M. Jean-Pierre Michel. Je m’adresse au représentant du Gouvernement, qui devrait être très au fait de ces questions. M. le ministre de l’intérieur, maître d’œuvre de cette loi, délègue alternativement la défense de ce texte à son ministre chargé des collectivités territoriales ou à sa ministre chargée de l’outre-mer. Peut-être a-t-il autre chose à faire. Quoi qu’il en soit, il n’est pas là pour expliquer son texte. Pourriez-vous le faire à sa place, monsieur le ministre ?

M. le président. La parole est à M. Richard Yung, pour explication de vote.

M. Richard Yung. Je reprendrai le dernier argument que j’avais développé : je ne comprends pas à quoi sert cette disposition !

Je le rappelle, l’accès d’un citoyen communautaire aux droits sociaux est subordonné à sa présence sur le territoire français depuis plus de trois mois. Cela vaut notamment pour la couverture maladie universelle, la CMU, pour l’aide médicale de l’État, l’AME, pour le revenu minimum d’insertion, le RMI, et pour l’allocation de parent isolé, l’API.

Franchement, à quoi sert cet article puisque, de toute façon, ces personnes n’accéderont pas à la protection sociale avant trois mois ?

M. le président. La parole est à M. le ministre.

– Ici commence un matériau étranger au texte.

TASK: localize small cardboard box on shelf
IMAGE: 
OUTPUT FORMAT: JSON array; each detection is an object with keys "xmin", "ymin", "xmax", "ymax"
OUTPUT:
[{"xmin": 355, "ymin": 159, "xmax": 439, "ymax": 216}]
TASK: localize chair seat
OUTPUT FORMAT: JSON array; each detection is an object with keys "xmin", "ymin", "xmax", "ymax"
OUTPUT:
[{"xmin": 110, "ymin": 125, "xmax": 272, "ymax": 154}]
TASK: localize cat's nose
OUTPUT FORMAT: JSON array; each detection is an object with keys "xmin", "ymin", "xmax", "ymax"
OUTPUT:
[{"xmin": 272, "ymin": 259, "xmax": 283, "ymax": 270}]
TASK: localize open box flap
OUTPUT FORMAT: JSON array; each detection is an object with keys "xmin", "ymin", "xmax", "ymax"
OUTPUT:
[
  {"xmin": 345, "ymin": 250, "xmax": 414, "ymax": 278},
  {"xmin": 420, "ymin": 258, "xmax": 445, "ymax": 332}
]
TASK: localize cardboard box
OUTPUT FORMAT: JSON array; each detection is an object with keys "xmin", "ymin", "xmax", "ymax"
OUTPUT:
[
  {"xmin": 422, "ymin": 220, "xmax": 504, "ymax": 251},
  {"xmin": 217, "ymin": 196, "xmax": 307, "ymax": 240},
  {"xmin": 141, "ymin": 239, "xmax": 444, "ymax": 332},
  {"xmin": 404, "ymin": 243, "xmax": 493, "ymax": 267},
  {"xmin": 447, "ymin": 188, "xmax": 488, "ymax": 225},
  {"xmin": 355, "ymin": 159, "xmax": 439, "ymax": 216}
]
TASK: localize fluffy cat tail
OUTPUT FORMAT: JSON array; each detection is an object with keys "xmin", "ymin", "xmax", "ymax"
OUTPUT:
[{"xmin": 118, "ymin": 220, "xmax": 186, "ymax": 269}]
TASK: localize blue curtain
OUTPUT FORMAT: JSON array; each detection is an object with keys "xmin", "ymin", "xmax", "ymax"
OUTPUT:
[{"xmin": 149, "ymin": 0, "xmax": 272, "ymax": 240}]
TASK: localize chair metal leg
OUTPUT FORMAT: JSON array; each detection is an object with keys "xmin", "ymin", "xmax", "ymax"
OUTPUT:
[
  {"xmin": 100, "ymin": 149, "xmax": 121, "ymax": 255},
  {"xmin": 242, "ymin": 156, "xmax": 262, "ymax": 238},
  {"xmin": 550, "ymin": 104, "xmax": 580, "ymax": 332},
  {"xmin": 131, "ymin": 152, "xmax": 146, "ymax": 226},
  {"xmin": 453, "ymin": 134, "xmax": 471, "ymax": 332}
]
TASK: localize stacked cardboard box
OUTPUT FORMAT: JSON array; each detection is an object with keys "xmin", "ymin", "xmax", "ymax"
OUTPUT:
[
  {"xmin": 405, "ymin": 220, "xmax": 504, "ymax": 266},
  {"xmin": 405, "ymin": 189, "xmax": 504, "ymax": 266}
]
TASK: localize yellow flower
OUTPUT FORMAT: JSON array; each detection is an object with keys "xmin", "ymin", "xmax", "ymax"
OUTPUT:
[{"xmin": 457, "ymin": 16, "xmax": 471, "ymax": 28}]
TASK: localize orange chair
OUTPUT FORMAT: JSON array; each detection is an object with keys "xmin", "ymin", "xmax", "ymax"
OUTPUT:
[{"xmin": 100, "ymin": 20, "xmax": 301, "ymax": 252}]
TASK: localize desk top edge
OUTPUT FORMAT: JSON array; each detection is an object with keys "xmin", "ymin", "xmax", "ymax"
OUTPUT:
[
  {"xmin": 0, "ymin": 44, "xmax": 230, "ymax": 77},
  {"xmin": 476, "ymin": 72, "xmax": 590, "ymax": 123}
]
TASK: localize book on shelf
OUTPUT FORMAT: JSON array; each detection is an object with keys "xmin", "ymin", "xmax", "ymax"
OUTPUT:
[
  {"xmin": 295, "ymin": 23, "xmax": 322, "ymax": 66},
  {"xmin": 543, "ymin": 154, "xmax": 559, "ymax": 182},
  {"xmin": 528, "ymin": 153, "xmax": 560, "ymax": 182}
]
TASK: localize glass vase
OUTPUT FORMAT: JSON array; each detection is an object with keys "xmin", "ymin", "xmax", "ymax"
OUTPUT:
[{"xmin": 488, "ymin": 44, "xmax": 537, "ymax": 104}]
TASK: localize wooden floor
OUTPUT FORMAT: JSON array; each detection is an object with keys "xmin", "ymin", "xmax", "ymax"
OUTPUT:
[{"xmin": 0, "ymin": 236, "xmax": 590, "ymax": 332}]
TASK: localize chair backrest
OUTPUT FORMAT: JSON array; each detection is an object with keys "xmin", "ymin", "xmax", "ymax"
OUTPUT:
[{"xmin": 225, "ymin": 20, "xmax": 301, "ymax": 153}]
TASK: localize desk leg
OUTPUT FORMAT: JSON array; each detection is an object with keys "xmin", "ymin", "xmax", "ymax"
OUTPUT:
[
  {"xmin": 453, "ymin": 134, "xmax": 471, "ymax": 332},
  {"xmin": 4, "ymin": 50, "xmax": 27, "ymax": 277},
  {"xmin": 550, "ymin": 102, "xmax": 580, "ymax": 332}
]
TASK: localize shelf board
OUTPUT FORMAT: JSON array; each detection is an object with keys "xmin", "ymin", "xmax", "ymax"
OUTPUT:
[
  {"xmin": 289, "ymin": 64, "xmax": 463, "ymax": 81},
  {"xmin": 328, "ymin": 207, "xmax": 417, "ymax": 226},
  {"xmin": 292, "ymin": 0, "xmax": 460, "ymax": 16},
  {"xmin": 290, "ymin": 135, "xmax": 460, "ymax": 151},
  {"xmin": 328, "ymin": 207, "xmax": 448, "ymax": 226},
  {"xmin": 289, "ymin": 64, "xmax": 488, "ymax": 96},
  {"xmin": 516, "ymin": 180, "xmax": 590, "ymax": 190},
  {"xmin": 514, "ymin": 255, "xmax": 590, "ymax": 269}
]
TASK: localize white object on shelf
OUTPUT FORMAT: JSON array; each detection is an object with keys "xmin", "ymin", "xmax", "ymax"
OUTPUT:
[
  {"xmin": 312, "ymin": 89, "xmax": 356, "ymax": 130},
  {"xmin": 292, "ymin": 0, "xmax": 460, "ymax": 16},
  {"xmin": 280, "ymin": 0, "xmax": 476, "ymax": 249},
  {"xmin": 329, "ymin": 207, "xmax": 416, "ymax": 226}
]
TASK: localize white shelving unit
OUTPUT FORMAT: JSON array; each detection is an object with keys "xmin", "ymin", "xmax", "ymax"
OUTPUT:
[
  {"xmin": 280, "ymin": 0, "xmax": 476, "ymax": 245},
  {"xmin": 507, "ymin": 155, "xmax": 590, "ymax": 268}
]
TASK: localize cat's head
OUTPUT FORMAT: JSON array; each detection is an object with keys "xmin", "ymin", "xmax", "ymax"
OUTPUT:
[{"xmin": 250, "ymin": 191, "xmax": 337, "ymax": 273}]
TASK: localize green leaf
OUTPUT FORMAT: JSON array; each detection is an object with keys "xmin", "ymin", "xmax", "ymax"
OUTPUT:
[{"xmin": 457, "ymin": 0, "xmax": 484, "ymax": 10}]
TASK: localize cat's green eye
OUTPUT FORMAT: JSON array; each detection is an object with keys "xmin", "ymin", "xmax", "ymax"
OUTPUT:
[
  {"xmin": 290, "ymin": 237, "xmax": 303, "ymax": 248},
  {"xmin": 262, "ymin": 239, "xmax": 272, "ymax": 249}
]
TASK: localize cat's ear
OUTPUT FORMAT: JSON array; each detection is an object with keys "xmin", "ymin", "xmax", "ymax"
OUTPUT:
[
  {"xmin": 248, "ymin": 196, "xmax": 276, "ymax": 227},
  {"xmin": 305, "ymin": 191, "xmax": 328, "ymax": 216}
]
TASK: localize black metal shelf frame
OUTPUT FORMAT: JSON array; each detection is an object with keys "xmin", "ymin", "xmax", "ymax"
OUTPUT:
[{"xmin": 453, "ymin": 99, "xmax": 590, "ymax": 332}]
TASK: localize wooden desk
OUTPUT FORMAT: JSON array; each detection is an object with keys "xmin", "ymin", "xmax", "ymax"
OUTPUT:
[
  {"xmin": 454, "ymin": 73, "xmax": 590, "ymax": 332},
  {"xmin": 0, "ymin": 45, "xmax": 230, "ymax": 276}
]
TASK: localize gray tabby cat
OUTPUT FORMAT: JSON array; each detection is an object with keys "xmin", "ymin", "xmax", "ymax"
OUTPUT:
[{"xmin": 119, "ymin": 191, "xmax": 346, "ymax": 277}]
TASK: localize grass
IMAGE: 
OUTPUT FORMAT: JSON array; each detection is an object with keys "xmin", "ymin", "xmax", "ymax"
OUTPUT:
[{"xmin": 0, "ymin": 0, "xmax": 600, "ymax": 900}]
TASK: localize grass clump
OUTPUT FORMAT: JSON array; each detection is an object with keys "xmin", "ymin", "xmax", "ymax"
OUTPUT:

M. Philippe Richert, ministre. Monsieur Michel, vous vous êtes plaint de ne pas bien comprendre l’expression « charge déraisonnable » figurant dans l’article 17 A. Il ne s’agit pourtant que de la transposition stricte et rigoureuse en droit français de l’article 14 de la directive du 29 avril 2004 précitée, qui dispose : « Les citoyens de l’Union européenne et les membres de leur famille ont un droit de séjour tel que prévu à l’article 6 tant qu’ils ne deviennent pas une charge déraisonnable pour le système d’assistance sociale de l’État membre d’accueil ».

J’ai bien compris que vous vouliez réécrire le droit européen, mais nous ne pouvons pas le faire ici !

Je réitère donc mon avis défavorable sur ces amendements de suppression.

M. Jean-Pierre Michel. Je demande la parole, monsieur le président.

M. le président. Je ne peux pas vous la donner, mon cher collègue, car vous avez déjà expliqué votre vote. (M. Jean-Pierre Michel proteste.)

Je ne fais qu’appliquer le règlement, cher collègue !

La parole est à M. Jean-Pierre Sueur, pour explication de vote.